Well, that took a bit longer than expected. I used an RLE optimization. It could use some more work, but it already brings down the calculations to well under a millisec for my 700*180 map, and that's only if the water is disrupted. On top of this, I actually make 10 simulations per frame, not once per game tick, like in say, Boulder Dash. This way my water will flow nicely and quickly though corridors and such. Other techniques have the disadvantage of teleporting the water so you can't see how it flowed, or move the water too slow, making it seem like sand or lava.
Another thing that I do is scattering the water. Some algorithms will produce nasty vertical shafts if there's a leak. This happens when falling down is always prioritized. It will cause an 'edge of the world' wall of water. I occasionally jitter the edges a little so the water forms nice splashy piles.

RLE bottom-top optimization plotted for clarity/debugging. It took some head scratching to get it to work. Static water cells are removed from the simulation until disturbed (or their neighbors are).
Idea mentioned in earlier post. This will be a visual effect and nothing that's part of the water simulation. I can look at neighbors and perhaps figure out a suitable water tile. I'm worried that since the water jitters around a lot, it will look kind of crappy. Also, it will probably be hard to figure out if the waves should be toned up or down. I might be able to build a table, like the HQ3x algorithm does.
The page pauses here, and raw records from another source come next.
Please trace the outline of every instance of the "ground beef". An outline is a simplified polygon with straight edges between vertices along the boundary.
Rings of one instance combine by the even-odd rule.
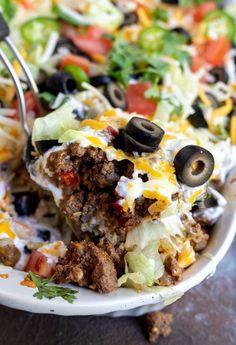
[[[189,220],[186,216],[182,217],[182,223],[186,229],[186,236],[190,240],[193,249],[200,252],[206,248],[209,235],[199,223]]]
[[[178,261],[173,255],[166,257],[164,261],[165,273],[160,278],[160,285],[170,286],[176,284],[182,279],[183,269],[179,266]]]
[[[15,267],[20,259],[20,251],[12,240],[4,238],[0,240],[0,262],[3,265]]]
[[[117,287],[117,274],[109,255],[92,242],[71,242],[63,258],[56,265],[57,283],[76,283],[100,293]]]
[[[103,239],[99,242],[98,247],[107,252],[107,254],[112,259],[117,271],[117,276],[122,276],[125,272],[124,246],[121,245],[120,247],[115,248],[111,242]]]
[[[149,215],[148,207],[155,202],[139,198],[134,213],[123,212],[115,188],[121,176],[132,177],[133,163],[108,161],[105,152],[99,148],[70,144],[66,149],[50,154],[47,168],[53,183],[63,189],[60,209],[79,239],[84,238],[83,233],[88,233],[92,239],[105,237],[118,246],[125,241],[127,231]],[[70,171],[78,178],[73,186],[65,186],[60,175]]]
[[[171,323],[173,315],[171,313],[155,312],[146,316],[148,340],[155,343],[159,336],[167,337],[171,334]]]
[[[198,223],[189,229],[187,237],[196,252],[205,249],[209,240],[208,233]]]

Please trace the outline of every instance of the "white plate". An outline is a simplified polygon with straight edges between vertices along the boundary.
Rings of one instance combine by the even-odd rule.
[[[59,315],[100,315],[112,316],[141,315],[160,310],[165,302],[174,302],[181,294],[198,285],[214,273],[217,264],[229,249],[236,232],[236,168],[225,184],[224,196],[227,206],[220,221],[212,231],[210,242],[204,253],[184,273],[183,280],[171,290],[162,293],[136,292],[119,288],[116,292],[101,295],[85,288],[78,288],[77,299],[73,304],[61,298],[38,300],[33,297],[36,289],[20,285],[26,273],[0,266],[0,274],[9,273],[9,278],[0,278],[0,303],[12,308],[33,313],[54,313]],[[164,290],[165,293],[165,290]]]

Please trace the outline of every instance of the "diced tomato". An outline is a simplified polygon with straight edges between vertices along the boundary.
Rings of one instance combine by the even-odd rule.
[[[79,34],[72,38],[77,48],[86,54],[107,55],[112,47],[112,41],[104,37],[92,37],[87,34]]]
[[[216,2],[207,1],[201,5],[195,6],[192,9],[192,15],[195,22],[201,22],[204,17],[211,11],[214,11],[217,8]]]
[[[26,10],[35,9],[35,4],[32,4],[29,0],[17,0],[17,2],[22,5]]]
[[[206,61],[200,55],[196,55],[192,58],[191,69],[193,72],[197,72],[201,67],[206,64]]]
[[[68,65],[79,66],[84,70],[85,73],[89,74],[91,63],[88,59],[83,56],[77,56],[73,54],[68,54],[60,62],[60,68],[63,69]]]
[[[78,174],[75,171],[62,171],[60,178],[67,187],[73,187],[79,180]]]
[[[107,127],[107,131],[108,133],[110,133],[113,137],[117,137],[117,135],[119,134],[118,131],[112,127],[112,126],[108,126]]]
[[[118,203],[118,201],[115,201],[112,204],[112,207],[117,213],[119,213],[119,214],[124,213],[123,207]]]
[[[80,33],[73,26],[62,23],[61,34],[71,39],[74,45],[88,55],[107,55],[112,41],[104,34],[107,30],[98,26],[90,26],[85,33]]]
[[[109,33],[107,29],[95,25],[90,26],[87,31],[87,35],[93,38],[101,38],[104,34],[107,33]]]
[[[146,99],[144,93],[149,89],[150,83],[130,84],[127,90],[128,112],[136,112],[141,115],[152,115],[157,103],[152,99]]]
[[[39,113],[39,109],[38,109],[37,101],[36,101],[36,99],[35,99],[35,97],[31,91],[27,91],[25,93],[25,103],[26,103],[27,113],[31,113],[31,114],[34,113],[35,117],[36,117],[37,114]],[[15,114],[14,118],[19,119],[18,100],[17,99],[15,101],[13,101],[12,108],[16,109],[16,114]]]
[[[28,259],[24,271],[39,275],[43,278],[51,277],[54,273],[54,267],[47,261],[47,257],[41,252],[34,250]]]
[[[213,66],[222,66],[230,47],[230,42],[225,37],[209,41],[204,45],[201,57]]]

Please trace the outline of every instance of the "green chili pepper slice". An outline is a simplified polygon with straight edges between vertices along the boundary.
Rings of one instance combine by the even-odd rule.
[[[74,77],[78,89],[81,89],[81,84],[83,82],[89,83],[88,75],[79,66],[68,65],[64,68],[64,71]]]
[[[151,26],[140,33],[138,44],[146,51],[159,51],[163,47],[166,33],[160,26]]]
[[[21,26],[21,35],[29,43],[46,43],[50,34],[59,32],[57,20],[50,17],[36,17]]]
[[[234,19],[223,10],[210,12],[204,19],[205,34],[210,37],[227,37],[234,40],[235,22]]]

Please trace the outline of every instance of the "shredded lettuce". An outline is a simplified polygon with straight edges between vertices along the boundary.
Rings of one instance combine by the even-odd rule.
[[[64,4],[57,4],[55,12],[61,19],[74,25],[101,25],[109,30],[115,30],[123,22],[122,12],[110,0],[89,0],[88,3],[86,15]]]
[[[126,286],[153,286],[164,273],[164,265],[158,252],[161,239],[179,250],[174,237],[183,236],[184,226],[180,220],[178,201],[174,201],[161,213],[158,221],[146,221],[127,234],[125,247],[126,273],[118,284]]]
[[[158,241],[156,241],[142,251],[128,252],[125,255],[126,274],[120,277],[118,285],[152,286],[157,282],[164,273],[164,265],[158,253],[158,246]]]
[[[33,145],[38,140],[57,140],[68,129],[79,129],[76,116],[81,107],[79,102],[69,99],[49,115],[37,118],[32,133]]]
[[[158,104],[154,120],[168,121],[177,116],[186,119],[193,113],[192,104],[198,95],[198,76],[192,73],[184,64],[173,63],[164,77],[164,86],[161,92],[161,101]]]
[[[129,231],[125,242],[126,248],[129,250],[138,247],[142,250],[153,241],[161,239],[167,239],[173,247],[176,247],[172,238],[176,235],[182,237],[184,230],[178,207],[178,202],[174,201],[161,213],[158,221],[144,221],[139,227]]]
Edit: I'm retarded! My millisec counter code was wrong and when I corrected it the MS count jumped up 20x! The sim still runs under a 18ms (which is a frame), so I didn't see this. Luckily I also discovered that I was compiling in debug mode, which has a bunch of bound checks and so for arrays which are VERY slow. When I made a normal build, the simulation was pretty fast again, but not fast enough. Then I realized that... Well, I'm dealing with large water masses here. A pixel (which represents a tile) is probably a cubic meters of water. Running the simulation 10 times per frame just looks good when looking at the entire map from a distance, but Zoomed in, a tile could potentially travel 10px per frame this way. So I just run the sim one time per frame now, and I'm back to 0.5ms or so. This way waves will jitter around less too.